La suite après cette publicité
Pis encore, l’Amérique se blesse elle-même. Car les tarifs douaniers, loin d’être une punition pour la Chine seule, sont un boomerang. Les consommateurs américains en font les frais : leurs produits importés deviennent plus chers, l’inflation menace. Les entreprises qui dépendent de composants chinois vont voir leurs coûts exploser, leur compétitivité s’éroder. Et les agriculteurs, victimes collatérales des représailles chinoises, s’inquiètent de l’avenir.
Dans ce désordre orchestré, les marchés tanguent, les chaînes d’approvisionnement se fissurent, et le grand récit du capitalisme mondialisé vacille. La Chine, contrainte à l’autosuffisance, retrouve paradoxalement une forme de souveraineté. Loin de se soumettre, elle innove, investit, développe ses propres géants technologiques – soyons honnêtes cela ne date pas de la présidence Trump. Huawei, Alibaba… s’émancipent du besoin occidental. La dépendance se renverse.
Ainsi, le geste protectionniste de Trump, pensé comme une manœuvre de réaffirmation nationale, pourrait bien marquer une bascule géopolitique : celle où la Chine, poussée dans ses retranchements, accélère son ascension. À vouloir briser la Chine, Trump l’a peut-être renforcée. L’histoire dira si, dans ce duel d’empires, c’est le geste brutal du président américain ou la stratégie patiente du pouvoir chinois qui aura façonné le siècle.
La guerre de deux modèles de civilisation
Mais il serait illusoire de croire que ce bras de fer se limite aux flux de marchandises et aux taux de change. Car derrière les querelles douanières s’esquisse une rivalité plus vaste : celle de deux modèles de civilisation. Traditionnellement, les États-Unis défendent une vision libérale, démocratique, occidentale, dont ils sont les hérauts depuis la fin de la Seconde Guerre mondiale.
« Dans cette compétition globale, la guerre commerciale apparaît presque comme un prélude »
La Chine, elle, propose un contre-modèle parfois jugé autoritaire, technologique, fondé sur le contrôle social, la stabilité et la croissance. Ce conflit latent s’exprime dans les enceintes internationales, dans les réseaux numériques, dans la conquête des intelligences artificielles et, de plus en plus, dans la sphère militaire.
Car la montée en puissance chinoise ne se limite pas aux usines et aux laboratoires.

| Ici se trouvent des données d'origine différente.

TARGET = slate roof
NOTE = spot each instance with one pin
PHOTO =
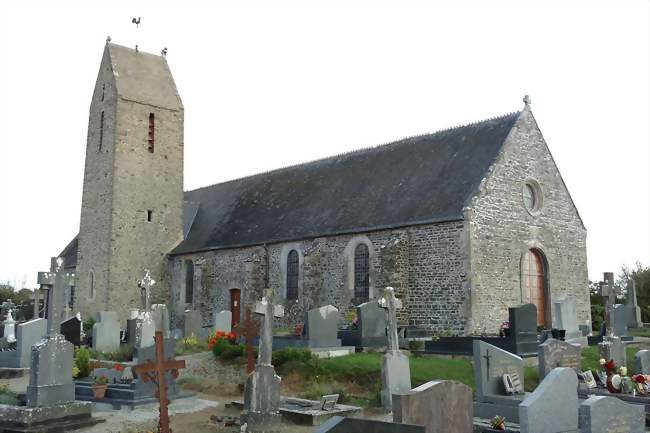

Elle se mesure aussi en tonnes de porte-avions, en missiles hypersoniques et en bases stratégiques installées aux confins de l’océan Indien. À travers Taïwan, la mer de Chine méridionale ou le Pacifique, l’affrontement s’intensifie. Il ne s’agit plus seulement de savoir qui vendra le plus de smartphones ou d’acier, mais de déterminer qui définira les règles du monde à venir.
Dans cette compétition globale, la guerre commerciale apparaît presque comme un prélude, une première escarmouche dans un choc plus profond entre deux puissances aux visions du monde inconciliables. Et paradoxalement, en voulant contenir la Chine sur le terrain économique, Donald Trump ne fait que précipiter son enracinement comme acteur incontournable du siècle qui s’ouvre. C’est la toute la menace.